We need that touch of wholeness through wildness, we can try to fulfill ourselves by throwing wild animals into zoos and chickens into coops and turning wolves into yappy little lapdogs and recreating them and all other beings in our own image, but that process leaves no “other” and just increases our loneliness.  To be made whole we need a conversation that isn’t just an echo of our own ego.  And so I am presenting this essay as notes toward a philosophy of rewilding the El Rio Golf Course so it can benefit all the people of the city and continue to be what letter writer Debbie Collazo called,

“The green lung of the city.”

That air and water and the life it supported in the big pond in the golf course in the 1980s wasn’t Ronstadt’s to do with as he pleased.  It is not the Mayor’s and staff and council’s, Albert Elias’, TREO’s , or just the golfers, or Don Diamond’s and Jerry Colangelo’s, Chris Casselemis’s,  and Ward One’s air and water.  It was and is everybody’s and every being’s air and water and wildlife.

But corruption, like the poor, will always be with us.  Journalist Lincoln Steffens documented a consistent pattern of corruption extending from local to national and business to government to organized crime. Corruption such as we must endure in, yes, Tucson  Arizona in 2015, he found in the thirties and forties in city after city throughout the U.S. .

Tracey, in Woody Allen’s film Manhattan, said,

“Everybody gets corrupted.  You gotta have a little faith in people.”

Is that some kind of joke?  It all depends.  Lincoln Steffens said a lot of the corrupted big shots he met with would like a path to redemption.  The gang kids I worked  with in Brooklyn would almost always take a way out if you gave them a chance.  So if we can get a solid proposal together that increases everybody’s chances of survival, why not?  Why CAN’T we say, hey, you wanna be a hero, a person of the people, a Martin Luther King, a Cesar Chavez and make money and not have  to die for the cause?  HERE YA GOOOO!

Corruption prompted Walt Whitman to write,

“I could turn and live with the animals.” And drove British satirist Jonathan Swift to retire to his horse barns when he needed companionship.  Wouldn’t it be cool if we all had a refuge like that in the El Rio Golf Course when all the other places are, like… (as Yogi Berra says),

“Nobody goes there anymore, it’s too crowded?”

For myself I’d like the chance to hear those wildfowl in the big pond in the Golf Course again.  Until then I raise ducks, Muscovy Ducks, they are quackless (cheaper without the quacks).  I go out to their “duck tractor” late at night sometimes and they get up and waddle over to “talk” to me with voices that are like a whispered croak from Don Corleone.  As long as I stand there and talk they will stand there and wag their tails, raise their crests and poke their beaks at me and talk as enthusiastically at the end as at the beginning.  I don’t understand one damn thing they’re saying but something gets communicated that fills a little blue corner of my heart better than I think human speech ever will.

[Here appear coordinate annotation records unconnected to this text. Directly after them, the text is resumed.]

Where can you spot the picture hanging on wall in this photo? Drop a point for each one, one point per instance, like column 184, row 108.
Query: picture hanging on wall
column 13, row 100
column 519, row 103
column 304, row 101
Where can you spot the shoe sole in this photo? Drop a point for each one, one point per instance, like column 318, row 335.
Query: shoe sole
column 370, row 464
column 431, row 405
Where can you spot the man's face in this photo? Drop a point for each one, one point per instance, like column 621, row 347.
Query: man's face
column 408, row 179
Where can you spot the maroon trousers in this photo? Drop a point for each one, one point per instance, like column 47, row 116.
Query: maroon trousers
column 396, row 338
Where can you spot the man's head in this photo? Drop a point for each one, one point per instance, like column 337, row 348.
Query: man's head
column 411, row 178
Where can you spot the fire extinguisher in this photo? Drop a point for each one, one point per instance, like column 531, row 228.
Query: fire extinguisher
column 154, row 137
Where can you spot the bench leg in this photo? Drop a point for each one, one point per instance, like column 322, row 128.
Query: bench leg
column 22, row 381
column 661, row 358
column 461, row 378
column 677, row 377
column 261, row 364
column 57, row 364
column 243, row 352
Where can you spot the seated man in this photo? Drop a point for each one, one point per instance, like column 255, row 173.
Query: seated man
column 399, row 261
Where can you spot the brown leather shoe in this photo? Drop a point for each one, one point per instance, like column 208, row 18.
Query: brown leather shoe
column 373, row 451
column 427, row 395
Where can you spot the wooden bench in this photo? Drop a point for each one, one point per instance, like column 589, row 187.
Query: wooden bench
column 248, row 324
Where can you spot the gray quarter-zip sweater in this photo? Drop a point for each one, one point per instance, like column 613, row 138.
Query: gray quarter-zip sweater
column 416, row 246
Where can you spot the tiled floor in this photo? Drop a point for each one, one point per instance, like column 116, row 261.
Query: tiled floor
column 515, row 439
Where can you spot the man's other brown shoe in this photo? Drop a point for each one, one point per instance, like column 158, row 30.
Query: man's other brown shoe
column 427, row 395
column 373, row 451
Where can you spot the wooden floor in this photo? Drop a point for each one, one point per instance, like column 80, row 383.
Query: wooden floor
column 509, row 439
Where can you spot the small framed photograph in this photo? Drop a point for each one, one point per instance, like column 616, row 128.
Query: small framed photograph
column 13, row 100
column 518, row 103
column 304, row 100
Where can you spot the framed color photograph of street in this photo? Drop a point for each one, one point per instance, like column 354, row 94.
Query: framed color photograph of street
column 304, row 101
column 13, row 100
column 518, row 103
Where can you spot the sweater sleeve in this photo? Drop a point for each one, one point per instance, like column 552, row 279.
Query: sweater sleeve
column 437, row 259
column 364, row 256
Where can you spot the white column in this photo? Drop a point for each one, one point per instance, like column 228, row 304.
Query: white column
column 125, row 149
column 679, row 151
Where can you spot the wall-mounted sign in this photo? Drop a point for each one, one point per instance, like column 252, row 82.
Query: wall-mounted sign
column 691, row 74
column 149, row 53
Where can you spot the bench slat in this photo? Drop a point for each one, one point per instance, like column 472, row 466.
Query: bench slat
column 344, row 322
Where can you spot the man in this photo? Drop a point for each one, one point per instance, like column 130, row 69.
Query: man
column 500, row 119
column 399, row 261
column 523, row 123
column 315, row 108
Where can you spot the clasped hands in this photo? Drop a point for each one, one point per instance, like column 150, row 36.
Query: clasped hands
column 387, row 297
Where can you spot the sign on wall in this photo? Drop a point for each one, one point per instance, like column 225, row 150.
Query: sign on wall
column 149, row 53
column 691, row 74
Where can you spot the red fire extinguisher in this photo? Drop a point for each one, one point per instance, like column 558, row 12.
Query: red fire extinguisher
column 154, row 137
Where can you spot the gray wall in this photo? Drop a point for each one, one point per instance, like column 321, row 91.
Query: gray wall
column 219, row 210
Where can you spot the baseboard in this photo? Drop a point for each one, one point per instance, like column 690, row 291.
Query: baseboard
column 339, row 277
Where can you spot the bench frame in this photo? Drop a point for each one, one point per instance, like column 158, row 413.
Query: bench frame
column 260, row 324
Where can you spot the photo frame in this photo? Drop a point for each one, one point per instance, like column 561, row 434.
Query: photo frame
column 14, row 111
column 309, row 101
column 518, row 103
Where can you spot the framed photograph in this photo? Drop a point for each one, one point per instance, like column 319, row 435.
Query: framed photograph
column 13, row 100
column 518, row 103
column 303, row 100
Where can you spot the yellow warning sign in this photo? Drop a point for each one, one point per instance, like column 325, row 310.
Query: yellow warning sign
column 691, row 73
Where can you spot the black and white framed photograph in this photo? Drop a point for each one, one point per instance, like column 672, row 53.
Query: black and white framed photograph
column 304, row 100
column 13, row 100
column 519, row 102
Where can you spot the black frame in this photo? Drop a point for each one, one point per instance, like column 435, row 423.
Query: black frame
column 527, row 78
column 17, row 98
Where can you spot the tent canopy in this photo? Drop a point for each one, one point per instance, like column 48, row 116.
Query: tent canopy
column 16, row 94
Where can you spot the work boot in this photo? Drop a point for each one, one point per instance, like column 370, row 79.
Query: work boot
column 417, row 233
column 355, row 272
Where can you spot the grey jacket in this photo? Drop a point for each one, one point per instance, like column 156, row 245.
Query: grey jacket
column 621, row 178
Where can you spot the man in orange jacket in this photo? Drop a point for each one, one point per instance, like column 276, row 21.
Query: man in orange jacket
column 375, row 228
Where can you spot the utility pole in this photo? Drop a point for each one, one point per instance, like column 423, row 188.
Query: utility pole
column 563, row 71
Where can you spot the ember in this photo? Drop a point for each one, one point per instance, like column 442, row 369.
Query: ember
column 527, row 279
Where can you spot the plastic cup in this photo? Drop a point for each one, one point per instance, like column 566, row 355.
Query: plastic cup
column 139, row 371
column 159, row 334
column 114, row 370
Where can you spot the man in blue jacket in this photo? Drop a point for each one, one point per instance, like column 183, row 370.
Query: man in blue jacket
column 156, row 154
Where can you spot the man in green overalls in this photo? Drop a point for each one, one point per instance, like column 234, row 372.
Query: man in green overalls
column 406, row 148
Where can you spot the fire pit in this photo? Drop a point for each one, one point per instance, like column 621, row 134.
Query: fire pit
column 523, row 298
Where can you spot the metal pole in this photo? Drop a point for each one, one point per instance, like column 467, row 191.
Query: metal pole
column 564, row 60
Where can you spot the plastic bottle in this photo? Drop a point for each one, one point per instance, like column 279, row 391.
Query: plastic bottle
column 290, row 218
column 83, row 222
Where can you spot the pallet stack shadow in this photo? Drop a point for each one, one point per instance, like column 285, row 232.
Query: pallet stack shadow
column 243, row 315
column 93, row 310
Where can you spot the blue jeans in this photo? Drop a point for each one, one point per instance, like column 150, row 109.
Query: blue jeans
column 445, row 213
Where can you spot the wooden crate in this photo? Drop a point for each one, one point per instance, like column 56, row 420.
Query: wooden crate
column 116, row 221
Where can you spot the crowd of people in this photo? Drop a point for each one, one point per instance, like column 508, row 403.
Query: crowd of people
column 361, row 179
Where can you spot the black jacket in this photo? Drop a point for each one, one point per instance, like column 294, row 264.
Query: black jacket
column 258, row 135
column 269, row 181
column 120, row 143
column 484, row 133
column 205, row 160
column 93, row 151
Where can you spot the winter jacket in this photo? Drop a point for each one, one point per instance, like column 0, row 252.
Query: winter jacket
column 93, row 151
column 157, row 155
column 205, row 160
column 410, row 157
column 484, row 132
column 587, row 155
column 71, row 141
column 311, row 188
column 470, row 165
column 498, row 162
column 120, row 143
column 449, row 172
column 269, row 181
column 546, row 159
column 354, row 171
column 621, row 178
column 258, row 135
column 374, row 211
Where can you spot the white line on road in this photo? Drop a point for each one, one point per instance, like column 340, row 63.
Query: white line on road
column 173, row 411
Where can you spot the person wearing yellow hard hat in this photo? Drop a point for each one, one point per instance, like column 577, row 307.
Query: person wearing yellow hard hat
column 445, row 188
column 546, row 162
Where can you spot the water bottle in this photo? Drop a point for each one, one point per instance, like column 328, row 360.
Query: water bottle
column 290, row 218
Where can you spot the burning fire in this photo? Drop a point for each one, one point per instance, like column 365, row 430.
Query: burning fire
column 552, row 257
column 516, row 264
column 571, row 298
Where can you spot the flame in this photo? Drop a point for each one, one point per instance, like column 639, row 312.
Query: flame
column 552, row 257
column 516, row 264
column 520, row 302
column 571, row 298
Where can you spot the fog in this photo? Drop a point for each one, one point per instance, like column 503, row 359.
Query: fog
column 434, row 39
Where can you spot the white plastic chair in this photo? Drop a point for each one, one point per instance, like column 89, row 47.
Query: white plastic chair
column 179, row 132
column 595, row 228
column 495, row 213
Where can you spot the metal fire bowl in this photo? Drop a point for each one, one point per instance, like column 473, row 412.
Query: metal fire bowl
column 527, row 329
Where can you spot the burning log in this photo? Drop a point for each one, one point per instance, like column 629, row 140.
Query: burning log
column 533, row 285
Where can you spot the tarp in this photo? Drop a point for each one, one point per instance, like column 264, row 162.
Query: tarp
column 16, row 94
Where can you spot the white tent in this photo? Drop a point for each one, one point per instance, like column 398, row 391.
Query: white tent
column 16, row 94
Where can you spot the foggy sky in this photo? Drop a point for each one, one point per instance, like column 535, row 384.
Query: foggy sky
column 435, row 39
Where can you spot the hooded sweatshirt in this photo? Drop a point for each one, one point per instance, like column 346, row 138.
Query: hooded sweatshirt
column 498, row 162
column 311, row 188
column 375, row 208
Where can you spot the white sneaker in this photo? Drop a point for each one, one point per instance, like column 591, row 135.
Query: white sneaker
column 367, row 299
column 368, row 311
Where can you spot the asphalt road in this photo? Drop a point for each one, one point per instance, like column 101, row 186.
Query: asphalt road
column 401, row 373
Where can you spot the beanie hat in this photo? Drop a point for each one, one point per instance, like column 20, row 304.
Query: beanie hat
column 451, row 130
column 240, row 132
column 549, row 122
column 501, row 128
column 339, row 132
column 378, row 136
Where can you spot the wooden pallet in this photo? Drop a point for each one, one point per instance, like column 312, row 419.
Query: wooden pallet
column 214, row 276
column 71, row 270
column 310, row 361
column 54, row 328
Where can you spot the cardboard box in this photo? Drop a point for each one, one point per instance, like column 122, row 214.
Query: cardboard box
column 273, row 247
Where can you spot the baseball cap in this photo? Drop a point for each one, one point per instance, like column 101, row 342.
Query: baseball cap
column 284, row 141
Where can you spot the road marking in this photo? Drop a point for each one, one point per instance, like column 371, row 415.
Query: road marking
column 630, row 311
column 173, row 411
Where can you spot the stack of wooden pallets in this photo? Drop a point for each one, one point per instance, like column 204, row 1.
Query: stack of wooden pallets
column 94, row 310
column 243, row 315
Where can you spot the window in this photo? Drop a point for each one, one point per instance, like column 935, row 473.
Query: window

I agree with Existentialist  Albert Camus when he says life with others is absurd and I agree with poet Robert Creeley when he says,

“If you never do anything

For anybody you are spared

The tragedy of human relation

Ships…”  a solution that is its own problem  for which Camus says the primary motion before his court is,

“Should I kill myself?”

If the world is that absurd I’d think the best answer would be to become a clown.  Unless you’re a FRENCH existentialist and then you’d have to become a Mime.  So you couldn’t talk, which would be a fate worse than death for a philosopher, so…. Should he kill himself?

Someone else said the answer to that question was,

“Eight Pelicans flying North under a grey sky.”